From here we can clearly conclude that b will always be less than or equal to n/2.

Answer 2

let's take a number n... of course, if it's a natural number and non-prime, It will be a multiplication of 2 numbers... let's say numbers are a and b so, n=ab...where n>1 To determine if the n number is non-prime...a b both have to be bigger or equal to 2 and shorter than n itself... So, the lowest value of both a and b can be 2... let's say b=2... n=ab.. =>n=a2 (taking b=2...) =>n/2=(a2)/2 (dividing 2 in both sides) =>a=n/2...

So, for b to be the lowest 2, a can be the highest n/2 the more a gets bigger than n/2...the more b gets smaller than 2...but it breaks the rule... that's why we check if it is divisible by 2 to n/2 to determine whether a number is prime or not...

Answer 3

Aim- To show that the factors of a composite number (excluding 1 and the number itself) belong to the set {2, 3, 4, 5, 6....., [n/2]}, where [] denotes Greatest Integer Function.

Proof:

Suppose the composite number to be n. Let it be expressed as a product of two factors a, b (both not equal to 1 or n, since we know for sure that 1 and n both will divide n therefore the smallest natural number that a and b could be is 2).

 n=a x b

                                

Let us suppose that a>[n/2].

 Then  b=n/a this implies that b<2 

                     

(e.g. suppose n=39 then a>[39/2]=19. Suppose a is 20 (which is greater than 19) then b=39/20=1.95 which is not possible for the smallest possible value for both a and b both will be 2 (as per our assumption) since the conditions are not met for a=20 further increasing a will make b smaller and smaller than 2. In the same way, the thought process can be extended for all the composite numbers!)

This is not possible since the smallest natural number a and b could be is 2.

Therefore, our supposition was wrong, hence a and b both must belong to the set {2, 3, 4, 5, 6....., [n/2]}.

Answer 4

Because, the smallest multiple that will not make it a prime is 2. If you have checked all the numbers from 0 to n/2, what multiple is left that could possibly work? If multiple by 2 is bigger than n, then a multiple of 3 or 4 etc will also be bigger than n.
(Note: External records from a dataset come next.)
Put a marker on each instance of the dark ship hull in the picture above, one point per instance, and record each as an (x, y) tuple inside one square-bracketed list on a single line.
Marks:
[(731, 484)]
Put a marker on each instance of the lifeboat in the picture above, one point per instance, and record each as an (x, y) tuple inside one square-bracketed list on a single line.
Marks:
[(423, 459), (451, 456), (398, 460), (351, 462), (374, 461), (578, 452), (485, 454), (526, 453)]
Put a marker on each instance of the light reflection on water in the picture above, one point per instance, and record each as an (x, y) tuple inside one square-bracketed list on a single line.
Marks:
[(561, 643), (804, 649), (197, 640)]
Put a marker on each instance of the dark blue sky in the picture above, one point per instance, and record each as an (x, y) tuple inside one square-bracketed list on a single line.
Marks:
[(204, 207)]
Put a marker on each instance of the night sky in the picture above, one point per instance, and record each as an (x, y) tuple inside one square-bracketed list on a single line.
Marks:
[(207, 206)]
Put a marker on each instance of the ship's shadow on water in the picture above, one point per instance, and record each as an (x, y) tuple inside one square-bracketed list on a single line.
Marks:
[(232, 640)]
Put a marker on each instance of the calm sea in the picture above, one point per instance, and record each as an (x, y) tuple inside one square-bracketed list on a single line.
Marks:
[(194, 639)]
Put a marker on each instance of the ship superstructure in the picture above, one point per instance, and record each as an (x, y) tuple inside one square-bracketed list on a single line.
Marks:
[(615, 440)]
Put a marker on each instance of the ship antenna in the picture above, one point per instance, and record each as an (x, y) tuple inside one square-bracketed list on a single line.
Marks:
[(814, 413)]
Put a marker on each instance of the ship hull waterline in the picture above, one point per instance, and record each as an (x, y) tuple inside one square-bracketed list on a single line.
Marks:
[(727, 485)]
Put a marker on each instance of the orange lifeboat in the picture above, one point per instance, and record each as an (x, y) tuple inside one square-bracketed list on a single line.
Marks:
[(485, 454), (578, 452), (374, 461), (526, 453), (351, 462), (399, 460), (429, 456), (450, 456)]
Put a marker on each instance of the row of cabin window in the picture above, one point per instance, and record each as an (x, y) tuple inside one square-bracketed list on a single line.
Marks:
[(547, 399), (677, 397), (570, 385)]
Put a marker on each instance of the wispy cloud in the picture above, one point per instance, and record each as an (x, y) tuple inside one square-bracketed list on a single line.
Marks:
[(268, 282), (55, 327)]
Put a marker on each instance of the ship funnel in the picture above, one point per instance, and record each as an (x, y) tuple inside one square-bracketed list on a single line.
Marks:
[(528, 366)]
So the largest factor for any number N must be <= N/2

So yes take N/2, and check all integers smaller or equal to N/2. So for 11 you would check all integers smaller than 5.5, i.e. 1, 2, 3, 4 and 5.

The square root is explained here: Why do we check up to the square root of a prime number to determine if it is prime?

And this question has been asked before.

Answer 5

To factor the number n you have to divide by two other integers, call them a and b. Both of those numbers need to be 2 or larger, so it doesn't make any sense to check numbers larger than n/2, they couldn't possibly divide evenly.

And yes, sqrt(n) is more efficient, because if a is larger than sqrt(n) then b must be smaller, and you'd have already checked it.